State leaders sneaky on bill

Published 9:32am Thursday, March 7, 2013

While the state’s GOP leadership was patting themselves on the back last week for their political “courage” — which consisted of passing a damaging public education bill after shady backroom meetings — they were probably privately chastising two of the Republicans who represent our area.

Alan Baker of Brewton and Mike Jones of Andalusia — both of whom serve residents in Escambia County in the state House — voted their conscience last week when presented with a last-minute mangling of what was supposed to be a school flexibility bill.

Baker, a retired teacher, and Jones, an attorney, said they didn’t have enough time to study the bill before voting to approve it.
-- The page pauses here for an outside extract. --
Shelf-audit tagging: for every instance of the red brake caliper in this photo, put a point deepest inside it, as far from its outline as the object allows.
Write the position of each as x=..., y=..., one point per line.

In voting no, they stood up for the schools in their districts, for the educators who had collaborated on the original bill and for the disadvantaged students across the state who will not benefit from this bill, no matter how hard the leadership tries to sell it to us.
We’re proud that Baker and Jones represent us — and that they chose to do what was right rather than blindly follow party leaders’ sneaky dealings.

Republicans have ruled this state for the past four years, after taking over the Legislature in a historic sweep.
But while they promised to do things differently than Democrats had done for decades, we’re right back in the thick of backroom politics.
What happened last Thursday night was a slap in the face to voters, to educators who toil in public schools that are underfunded and unappreciated, and to parents of children in truly failing schools who need help, not a feel-good measure that will further divide us economically.

If this law stands — a judge blocked it Tuesday, but Republicans  will appeal — we believe it will be damaging to public education and to the continued imbalance between the haves and have-nots in this state.

Do GOP leaders — who, by the way, apparently did not do any financial homework on this hastily drawn-up bill — really think than an 80 percent tax credit on the value of a child’s education is really going to benefit families in the Black Belt, where unemployment is so high that paying even for a fraction of private school education is an impossibility?

We recognize that this bill would help some families in our community financially, but at what expense? This bill hurts public schools — the public schools that companies look to when they want to locate in a community.

We hope that courts continue to block this bill because of the sneaky way it was passed — and we hope that if it stands, it does not continue to divide us economically in this state.